IQ: Facebook a scapegoat for Lee Rigby murder

British state conveniently lays blame at door of tech giant as such firms move to protect users’ privacy

Lee Rigby’s killers Michael Adebolajo  and Michael Adebowale. Five months before the murder, Adebowale discussed killing a soldier in a Facebook conversation with an Islamist militant. Photograph: Metropolitan Police/PA Wire

Lee Rigby’s killers Michael Adebolajo and Michael Adebowale. Five months before the murder, Adebowale discussed killing a soldier in a Facebook conversation with an Islamist militant. Photograph: Metropolitan Police/PA Wire

 

“Blood on their hands”, screamed the headline in the Sun on Wednesday, as the tabloid reported the family of murdered British soldier Lee Rigby said “Facebook had ‘blood on their hands’ – after it emerged the US web giant could have foiled the soldier’s killers.”

While it is unrealistic to expect the Sun to offer a nuanced front-page take on a British government report into Rigby’s killing, as an exercise in state-orchestrated propaganda the headline could hardly be bettered. And the scapegoating of Facebook this week really ought to be seen as exactly that.

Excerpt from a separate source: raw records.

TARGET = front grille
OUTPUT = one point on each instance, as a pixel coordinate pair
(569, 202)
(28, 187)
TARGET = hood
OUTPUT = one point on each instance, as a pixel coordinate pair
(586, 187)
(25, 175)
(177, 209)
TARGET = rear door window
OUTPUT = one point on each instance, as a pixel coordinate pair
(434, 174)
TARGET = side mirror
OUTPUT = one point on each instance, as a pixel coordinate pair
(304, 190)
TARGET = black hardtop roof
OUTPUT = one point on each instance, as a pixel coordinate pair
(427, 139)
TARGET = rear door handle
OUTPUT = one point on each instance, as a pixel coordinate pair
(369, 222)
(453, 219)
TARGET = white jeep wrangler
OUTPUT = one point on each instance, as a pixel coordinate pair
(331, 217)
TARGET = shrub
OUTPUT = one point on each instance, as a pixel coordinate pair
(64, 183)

Rigby’s brutal murder by two deranged fanatics, Michael Adebowale and Michael Adebolajo, on a suburban London street in May 2013 was a shocking act of violence, prompting the commissioning of a report by the House of Common’s Intelligence and Security Committee.

Weighing in at 191 pages and heavily redacted, the report, published this week, did acknowledge that extensive mistakes had been made by the British security agencies – repeated failure to identify the risk posed by the killers and missed opportunities to apprehend Adebolajo.

Conveniently, the report found “we do not consider that any of the agencies’ errors, when taken individually, were significant enough to have affected the outcome”.

Instead, the report’s lead author, Conservative Party grandee Malcolm Rifkind, chose to single out Facebook for particular culpability in Rigby’s death. Five months before the murder, Adebowale discussed killing a soldier in a Facebook conversation with an Islamist militant.

“Adebowale’s expressed intention to murder a soldier was highly significant,” the report states. “This is the single issue which – had it been known at the time – might have enabled MI5 to prevent the attack.”

This argument deserves to be met with extreme scepticism. Given the litany of police and security service mishaps and gaffes outlined in the report, it’s hard to believe everything would suddenly have clicked into gear had Facebook alerted authorities to the message.

Also impossible to ignore is that the report functioned as the culmination of months of efforts by David Cameron’s Conservative-led government to pressure technology companies into handing over more information.

In the wake of the Edward Snowden revelations about government surveillance, the likes of Google, Twitter and Facebook are taking measures to protect their users’ privacy, frustrating security agencies.

Cameron’s response to the report, delivered classic fear-mongering about the firms: “Their networks are being used to plot murder and mayhem. It is their social responsibility to act on this.”

Undoubtedly, there is a responsibility on technology companies to ensure their networks don’t foster criminal activity. To that end, they do co-operate with intelligence agencies.

But the report seems to suggest that the firms must go further, essentially acting as an auxiliary intelligence agency, policing their users for thought crimes.

By painting technology companies as terrorist enablers, the UK government is shamelessly trying to turn public opinion against them in an effort to expand its surveillance capabilities.

Scapegoating foreign technology companies for the intelligence failures of British security agencies might make good politics in Whitehall, but it’s a reprehensible exploitation of Rigby’s death.